John le Carré's Tinker, Tailor, Soldier, Spy, the 1974 spy novel generally regarded as the writer's finest, is predicated on a pair of enigmatic personalities: colorless, bureaucratic master-spook George Smiley and the double agent the Soviets have planted near the top of British intelligence whom Smiley must unmask.
Opens Fri., Dec. 23 at Lincoln Square and Pacific Place. 128 minutes. Rated R.
Although not without violence, the novel is essentially a procedural in which, playing for grim stakes against a drab background of imperial decline, methodical Smiley must deal with degrees of betrayal and distinguish between shades of moral equivalence. (The story has a certain gravitas for being inspired by the real-life case of the Cold War traitor Kim Philby and his Cambridge-educated MI6 cohorts.) Alec Guinness was a memorably gray-faced, doughy protagonist in the 1979 Tinker miniseries; Gary Oldman makes an even more taciturn interrogator and robotically cool master of deductive logic in Swedish director Tomas Alfredson's brooding, fluidly crafted movie adaptation.
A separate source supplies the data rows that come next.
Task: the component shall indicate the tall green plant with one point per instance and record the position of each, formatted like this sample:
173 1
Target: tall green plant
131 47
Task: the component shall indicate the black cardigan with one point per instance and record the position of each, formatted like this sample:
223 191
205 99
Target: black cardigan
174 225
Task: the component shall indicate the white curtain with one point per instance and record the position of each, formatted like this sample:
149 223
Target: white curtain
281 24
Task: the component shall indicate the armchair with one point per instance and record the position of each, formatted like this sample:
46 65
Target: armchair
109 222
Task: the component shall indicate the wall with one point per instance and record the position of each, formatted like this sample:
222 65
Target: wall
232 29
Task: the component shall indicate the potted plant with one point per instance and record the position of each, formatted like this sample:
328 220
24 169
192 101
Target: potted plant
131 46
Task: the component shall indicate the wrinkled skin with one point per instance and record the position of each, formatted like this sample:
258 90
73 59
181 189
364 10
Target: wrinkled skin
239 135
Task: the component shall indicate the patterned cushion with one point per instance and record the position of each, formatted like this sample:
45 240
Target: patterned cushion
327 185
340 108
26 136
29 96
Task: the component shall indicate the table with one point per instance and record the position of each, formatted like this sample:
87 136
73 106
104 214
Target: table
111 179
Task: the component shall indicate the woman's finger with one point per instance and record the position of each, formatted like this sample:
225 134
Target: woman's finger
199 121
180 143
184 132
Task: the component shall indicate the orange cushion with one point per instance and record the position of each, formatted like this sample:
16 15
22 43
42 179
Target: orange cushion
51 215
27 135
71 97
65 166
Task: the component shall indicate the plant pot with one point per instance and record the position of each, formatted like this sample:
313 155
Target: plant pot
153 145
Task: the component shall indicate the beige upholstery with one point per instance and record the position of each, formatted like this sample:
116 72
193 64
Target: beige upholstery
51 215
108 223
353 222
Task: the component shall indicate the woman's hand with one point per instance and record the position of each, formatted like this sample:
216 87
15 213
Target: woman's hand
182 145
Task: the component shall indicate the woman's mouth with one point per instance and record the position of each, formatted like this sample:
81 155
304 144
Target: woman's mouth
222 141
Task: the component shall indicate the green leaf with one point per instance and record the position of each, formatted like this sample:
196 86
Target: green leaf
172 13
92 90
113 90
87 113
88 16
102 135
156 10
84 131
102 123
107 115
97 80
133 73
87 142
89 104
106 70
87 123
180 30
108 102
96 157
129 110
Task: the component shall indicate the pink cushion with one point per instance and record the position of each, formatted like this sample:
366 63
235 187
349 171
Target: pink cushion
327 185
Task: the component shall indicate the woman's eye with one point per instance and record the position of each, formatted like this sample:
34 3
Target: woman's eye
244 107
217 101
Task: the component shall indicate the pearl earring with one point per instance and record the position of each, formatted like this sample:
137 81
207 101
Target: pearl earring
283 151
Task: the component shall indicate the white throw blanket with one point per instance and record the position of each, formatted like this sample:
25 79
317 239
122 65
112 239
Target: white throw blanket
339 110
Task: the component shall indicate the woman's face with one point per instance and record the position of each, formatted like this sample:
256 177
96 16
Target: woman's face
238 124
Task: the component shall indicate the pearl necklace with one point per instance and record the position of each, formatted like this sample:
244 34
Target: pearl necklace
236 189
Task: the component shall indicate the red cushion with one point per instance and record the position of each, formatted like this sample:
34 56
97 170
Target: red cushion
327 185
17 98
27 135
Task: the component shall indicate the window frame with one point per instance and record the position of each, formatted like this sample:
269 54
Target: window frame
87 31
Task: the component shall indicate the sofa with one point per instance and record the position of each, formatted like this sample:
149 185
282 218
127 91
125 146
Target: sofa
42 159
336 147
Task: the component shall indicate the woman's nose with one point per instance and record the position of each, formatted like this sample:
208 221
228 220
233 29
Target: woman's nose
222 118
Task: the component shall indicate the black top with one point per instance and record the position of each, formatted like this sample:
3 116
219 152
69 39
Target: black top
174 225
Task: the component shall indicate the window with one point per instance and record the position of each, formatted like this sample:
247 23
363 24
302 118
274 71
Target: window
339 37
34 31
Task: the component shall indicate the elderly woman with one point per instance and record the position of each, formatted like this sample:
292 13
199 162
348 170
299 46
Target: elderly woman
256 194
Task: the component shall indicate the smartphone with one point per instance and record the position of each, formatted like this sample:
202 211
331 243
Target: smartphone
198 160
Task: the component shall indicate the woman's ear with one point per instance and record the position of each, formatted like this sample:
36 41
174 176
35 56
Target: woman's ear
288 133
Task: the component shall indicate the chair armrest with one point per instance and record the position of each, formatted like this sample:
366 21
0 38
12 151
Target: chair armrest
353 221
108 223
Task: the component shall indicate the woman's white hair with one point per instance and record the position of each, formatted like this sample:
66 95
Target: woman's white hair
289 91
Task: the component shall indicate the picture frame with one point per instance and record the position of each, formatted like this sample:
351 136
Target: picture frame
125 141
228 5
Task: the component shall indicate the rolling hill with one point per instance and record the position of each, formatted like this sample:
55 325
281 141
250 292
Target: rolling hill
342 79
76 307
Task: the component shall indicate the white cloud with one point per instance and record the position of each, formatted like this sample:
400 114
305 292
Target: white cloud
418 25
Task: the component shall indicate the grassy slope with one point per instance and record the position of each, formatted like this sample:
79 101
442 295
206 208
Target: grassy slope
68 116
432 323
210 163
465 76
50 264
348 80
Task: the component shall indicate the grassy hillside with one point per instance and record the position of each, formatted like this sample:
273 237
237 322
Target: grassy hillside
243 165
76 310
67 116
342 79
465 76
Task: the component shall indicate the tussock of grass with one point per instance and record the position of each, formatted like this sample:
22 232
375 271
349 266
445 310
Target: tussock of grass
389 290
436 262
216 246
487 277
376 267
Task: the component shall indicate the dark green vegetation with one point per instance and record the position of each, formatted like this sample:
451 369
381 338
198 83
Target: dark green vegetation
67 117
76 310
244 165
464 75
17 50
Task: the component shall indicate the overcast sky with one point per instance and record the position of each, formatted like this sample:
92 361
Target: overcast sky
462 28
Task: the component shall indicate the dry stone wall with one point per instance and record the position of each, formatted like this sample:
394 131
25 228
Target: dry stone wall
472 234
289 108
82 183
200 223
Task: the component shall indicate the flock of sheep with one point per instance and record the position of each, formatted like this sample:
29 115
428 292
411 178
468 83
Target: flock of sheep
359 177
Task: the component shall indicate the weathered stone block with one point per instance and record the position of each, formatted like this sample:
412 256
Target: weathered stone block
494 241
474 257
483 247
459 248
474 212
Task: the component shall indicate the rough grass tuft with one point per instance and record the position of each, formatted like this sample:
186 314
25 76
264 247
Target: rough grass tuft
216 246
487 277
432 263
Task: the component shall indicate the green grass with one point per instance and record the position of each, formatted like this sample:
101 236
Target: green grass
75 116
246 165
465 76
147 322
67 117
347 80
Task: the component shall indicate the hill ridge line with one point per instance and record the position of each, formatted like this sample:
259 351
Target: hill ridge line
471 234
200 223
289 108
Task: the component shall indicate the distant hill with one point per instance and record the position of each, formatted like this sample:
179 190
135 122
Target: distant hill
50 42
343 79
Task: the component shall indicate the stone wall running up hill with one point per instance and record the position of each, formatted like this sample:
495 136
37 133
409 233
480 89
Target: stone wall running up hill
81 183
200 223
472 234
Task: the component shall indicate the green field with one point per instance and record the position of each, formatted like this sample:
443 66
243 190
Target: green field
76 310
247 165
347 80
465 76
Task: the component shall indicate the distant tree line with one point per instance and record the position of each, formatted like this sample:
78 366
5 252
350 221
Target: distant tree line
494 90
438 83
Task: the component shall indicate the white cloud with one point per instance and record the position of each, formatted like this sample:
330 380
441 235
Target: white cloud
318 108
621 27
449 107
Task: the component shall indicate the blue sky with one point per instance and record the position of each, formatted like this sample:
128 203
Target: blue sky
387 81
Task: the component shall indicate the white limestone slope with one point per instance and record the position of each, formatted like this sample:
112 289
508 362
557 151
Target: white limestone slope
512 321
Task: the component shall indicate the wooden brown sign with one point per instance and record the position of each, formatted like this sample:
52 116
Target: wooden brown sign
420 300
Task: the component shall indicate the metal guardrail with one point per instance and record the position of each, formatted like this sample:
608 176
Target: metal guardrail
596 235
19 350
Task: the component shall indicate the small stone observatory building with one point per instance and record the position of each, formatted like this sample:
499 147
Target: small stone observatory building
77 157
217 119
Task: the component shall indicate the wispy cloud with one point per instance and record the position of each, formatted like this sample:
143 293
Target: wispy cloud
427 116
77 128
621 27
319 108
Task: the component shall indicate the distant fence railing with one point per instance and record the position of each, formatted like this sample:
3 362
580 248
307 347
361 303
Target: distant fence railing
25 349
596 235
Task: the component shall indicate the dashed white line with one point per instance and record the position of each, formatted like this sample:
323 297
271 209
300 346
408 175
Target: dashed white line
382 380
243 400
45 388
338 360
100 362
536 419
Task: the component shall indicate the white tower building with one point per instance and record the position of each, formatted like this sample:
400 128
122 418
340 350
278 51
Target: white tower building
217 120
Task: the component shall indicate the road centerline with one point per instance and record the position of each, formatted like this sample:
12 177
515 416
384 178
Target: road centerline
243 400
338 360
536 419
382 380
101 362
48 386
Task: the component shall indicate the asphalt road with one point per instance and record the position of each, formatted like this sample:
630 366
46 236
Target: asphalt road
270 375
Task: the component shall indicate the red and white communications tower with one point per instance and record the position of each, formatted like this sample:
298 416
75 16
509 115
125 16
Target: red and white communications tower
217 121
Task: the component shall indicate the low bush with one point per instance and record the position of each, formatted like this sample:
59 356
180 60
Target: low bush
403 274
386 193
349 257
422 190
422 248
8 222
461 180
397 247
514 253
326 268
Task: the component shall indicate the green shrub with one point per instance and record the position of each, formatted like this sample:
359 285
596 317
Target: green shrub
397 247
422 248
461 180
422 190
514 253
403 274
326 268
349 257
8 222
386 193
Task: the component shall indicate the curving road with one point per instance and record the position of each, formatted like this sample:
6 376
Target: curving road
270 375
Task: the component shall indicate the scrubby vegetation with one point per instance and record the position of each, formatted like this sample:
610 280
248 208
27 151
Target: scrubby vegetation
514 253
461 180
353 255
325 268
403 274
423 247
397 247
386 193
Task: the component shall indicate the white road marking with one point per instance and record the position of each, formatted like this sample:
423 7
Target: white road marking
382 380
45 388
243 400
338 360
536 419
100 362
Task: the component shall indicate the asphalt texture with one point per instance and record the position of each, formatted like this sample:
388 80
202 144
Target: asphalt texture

Best known for Let the Right One In, the bleak tween vampire drama remade here as Let Me In, Alfredson is strong on chilly atmospherics. Smiley's London is scarcely less shabby or conspiratorial than early '70s Budapest, where a botched British operation sets the narrative merry-go-round in motion. The "circus"— le Carré's term for MI6—is in disarray, and the discharged Smiley is metaphorically brought back from the dead to discover which of his former colleagues is the "mole" (another le Carré coinage). As Smiley goes about securing files and interviewing witnesses, Alfredson establishes a universe of technologically primitive dial phones, teletype machines, and reel-to-reel tape recorders. If Smiley's secret agent is the anti-Bond, the retro Tinker is a sort of diminished, melancholy Brazil—at times dryly satiric. Alfredson returns repeatedly in flashback to the MI6 office Christmas party where Smiley becomes aware that his wife has betrayed him even while, in a comic literalization of le Carré's circus metaphor, a Lenin-masked Santa leads the assembled spooks in an enthusiastic rendition of the Russian national anthem—in Russian (which, of course, they all know).
The latest Tinker is in some ways more explicit regarding various characters' sexual proclivities than was the miniseries. It's also more concise, but what's lost is George's pathos. Oldman's Smiley is less agonized nerd than Asperger brainiac; as successful as Alfredson is in evoking the period, it's difficult these days to feature a movie hero who is not unequivocally victorious, and perhaps even tougher, 22 years after Cold War victory, to evoke the psychology of that twilight struggle. I missed the final line, delivered in the miniseries (but not the novel) by the faithless Mrs. Smiley: "Poor George. You don't know what life is about, do you?"